Where is this increasing demand for workplace flexibility coming from? We are at a crossroads: the way the majority of Corporate America goes to work no longer aligns with the way American families conduct their daily lives, and the dissonance has reached a critical mass. Because of this growing disconnect, employees – Generation Y, dual-working families and boomers on the edge of retirement – find it impossible to work the traditional 8-hour day.
Too often, I see managers wince at the thought of bringing flexibility into their workplace. They’re aware that flexibility can take on many forms and that it doesn’t have to be an all-or-nothing commitment.
To help ensure effective adoption, you should test and implement programs as appropriate for your particular industry, work structure and overall company culture. Be completely transparent with your workforce. If you are launching a test, be clear on that fact to avoid disastrous morale issues down the line. Also, know that if you broach the subject of flexible work, there may be no turning back, so make sure you are committed.
Here are some ideas for implementing flexible work options within a company of any size:
Ask employees for their opinion
They likely aren’t asking for much. Before the HR team launches into program development, provide a forum for your team to discuss and offer suggestions based on their needs. Lead the dialogue with questions about maintaining high productivity levels, facing challenges with work/life balance and working the best way possible as a team.
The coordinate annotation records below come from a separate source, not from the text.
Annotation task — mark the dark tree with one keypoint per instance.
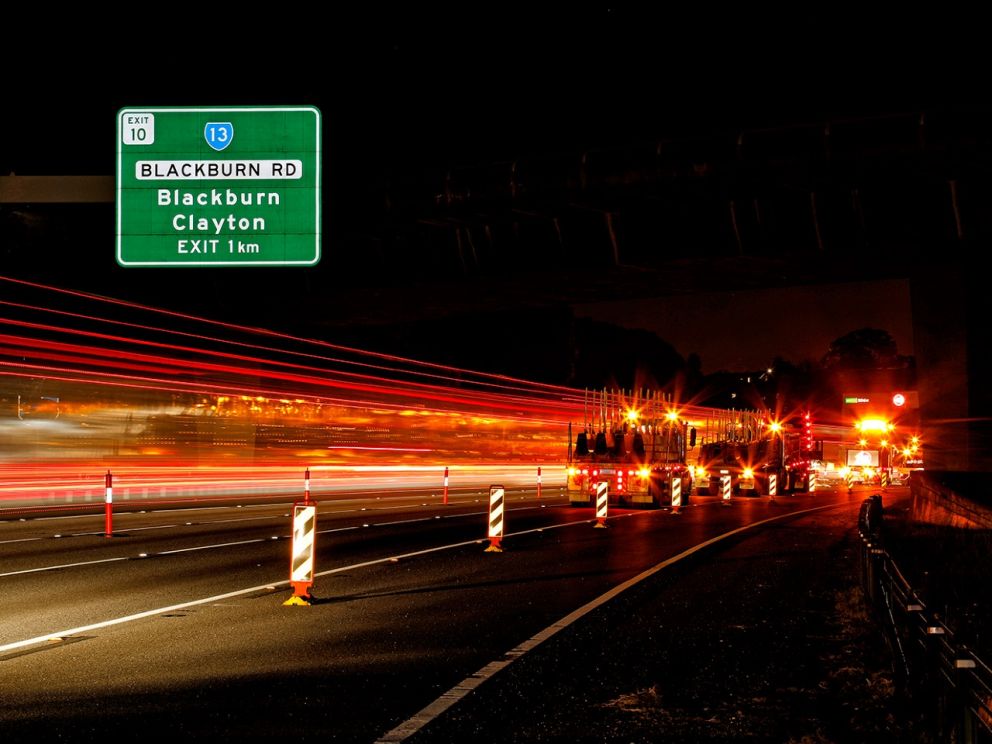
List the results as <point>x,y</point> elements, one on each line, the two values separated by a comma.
<point>865,348</point>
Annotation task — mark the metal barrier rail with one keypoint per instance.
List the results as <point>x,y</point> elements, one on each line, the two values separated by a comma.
<point>942,675</point>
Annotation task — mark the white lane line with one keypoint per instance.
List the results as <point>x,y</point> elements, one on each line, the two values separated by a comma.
<point>238,542</point>
<point>126,529</point>
<point>211,547</point>
<point>23,539</point>
<point>61,634</point>
<point>64,565</point>
<point>412,725</point>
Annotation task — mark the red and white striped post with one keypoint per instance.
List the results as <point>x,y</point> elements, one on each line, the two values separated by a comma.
<point>602,503</point>
<point>108,507</point>
<point>496,498</point>
<point>302,551</point>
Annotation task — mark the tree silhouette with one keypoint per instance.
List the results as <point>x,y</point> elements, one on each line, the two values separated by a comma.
<point>865,348</point>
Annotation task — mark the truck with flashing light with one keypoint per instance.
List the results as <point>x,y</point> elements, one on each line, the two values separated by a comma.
<point>752,456</point>
<point>635,444</point>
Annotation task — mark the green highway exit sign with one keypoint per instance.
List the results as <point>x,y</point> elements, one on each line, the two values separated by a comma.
<point>223,186</point>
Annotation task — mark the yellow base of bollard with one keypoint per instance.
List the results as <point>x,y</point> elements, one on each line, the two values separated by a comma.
<point>297,600</point>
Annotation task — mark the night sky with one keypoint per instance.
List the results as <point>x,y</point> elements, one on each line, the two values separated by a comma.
<point>414,91</point>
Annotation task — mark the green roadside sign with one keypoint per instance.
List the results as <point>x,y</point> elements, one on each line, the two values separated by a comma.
<point>218,186</point>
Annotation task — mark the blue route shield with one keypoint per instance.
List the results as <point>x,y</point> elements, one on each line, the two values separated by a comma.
<point>218,134</point>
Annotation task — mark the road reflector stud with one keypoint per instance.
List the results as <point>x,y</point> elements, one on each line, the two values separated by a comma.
<point>496,498</point>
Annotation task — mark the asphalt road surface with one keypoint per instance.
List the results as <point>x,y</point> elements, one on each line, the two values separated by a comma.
<point>175,627</point>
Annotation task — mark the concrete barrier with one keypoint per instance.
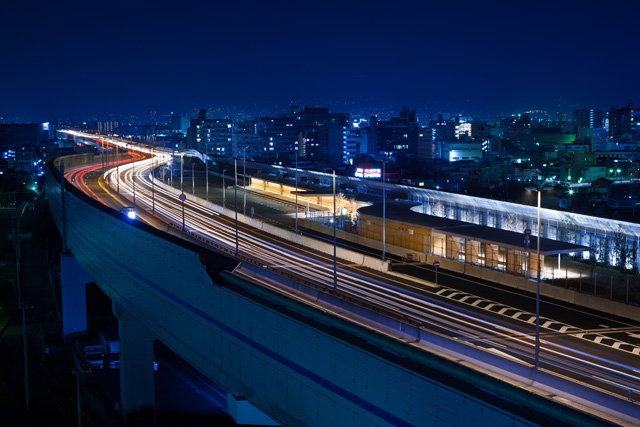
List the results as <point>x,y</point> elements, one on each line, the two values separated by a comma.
<point>349,256</point>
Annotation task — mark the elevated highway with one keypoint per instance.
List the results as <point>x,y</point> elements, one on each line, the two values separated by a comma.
<point>304,361</point>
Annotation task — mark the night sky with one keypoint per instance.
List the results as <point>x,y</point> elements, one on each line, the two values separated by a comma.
<point>64,59</point>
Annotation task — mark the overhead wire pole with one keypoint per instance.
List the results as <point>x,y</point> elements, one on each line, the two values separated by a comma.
<point>335,266</point>
<point>296,194</point>
<point>224,190</point>
<point>235,187</point>
<point>21,306</point>
<point>133,173</point>
<point>384,213</point>
<point>117,170</point>
<point>537,357</point>
<point>153,183</point>
<point>244,183</point>
<point>206,171</point>
<point>181,172</point>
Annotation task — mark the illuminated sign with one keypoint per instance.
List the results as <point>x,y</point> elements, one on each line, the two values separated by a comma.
<point>368,173</point>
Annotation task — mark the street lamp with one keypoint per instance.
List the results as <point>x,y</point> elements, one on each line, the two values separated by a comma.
<point>384,213</point>
<point>235,188</point>
<point>206,169</point>
<point>244,177</point>
<point>335,269</point>
<point>133,174</point>
<point>539,189</point>
<point>537,358</point>
<point>296,194</point>
<point>223,190</point>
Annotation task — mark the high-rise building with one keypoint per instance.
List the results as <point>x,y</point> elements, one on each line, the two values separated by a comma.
<point>587,119</point>
<point>210,136</point>
<point>620,121</point>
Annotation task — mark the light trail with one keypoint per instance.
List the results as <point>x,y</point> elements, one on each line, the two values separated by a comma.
<point>564,354</point>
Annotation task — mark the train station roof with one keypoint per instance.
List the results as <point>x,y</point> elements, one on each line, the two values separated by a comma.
<point>401,211</point>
Define regular office hours.
Identify when each team member is available by phone or email. Utilize online calendars to schedule meetings to alleviate some of the back-and-forth banter. Set core hours when all staff work at the office for a set amount of time on a specific day. This can reduce anxiety around flextime for managers.
Don’t just offer the program – encourage it.
When you are talking about a culture or mindset shift, no one wants to be the first person taking the leap. Feature success stories on internal communications channels. Senior leadership and managers need to participate in some capacity whether they have a need for it or not. This demonstrates that there won’t be an unspoken consequence associated with those taking advantage of the program.
Have a back-up plan in place.
Consider adding a contingent, or contract, labor policy to your flexible work plan with pre-approved partners. This provides employees as well as the organization ground cover should special projects, temporary leaves and last-minute absences occur. Companies such as Mom Corps can find specialized professionals, often the next day, so employees can maintain their flexible schedules and companies can continue to see productivity.
Flexible work options are not the effusive HR conversations saved for moms who need to pick their kids up from school. We are well past that. Flexibility is integral to the fundamental shift in how smart businesses operate. How flexible are you?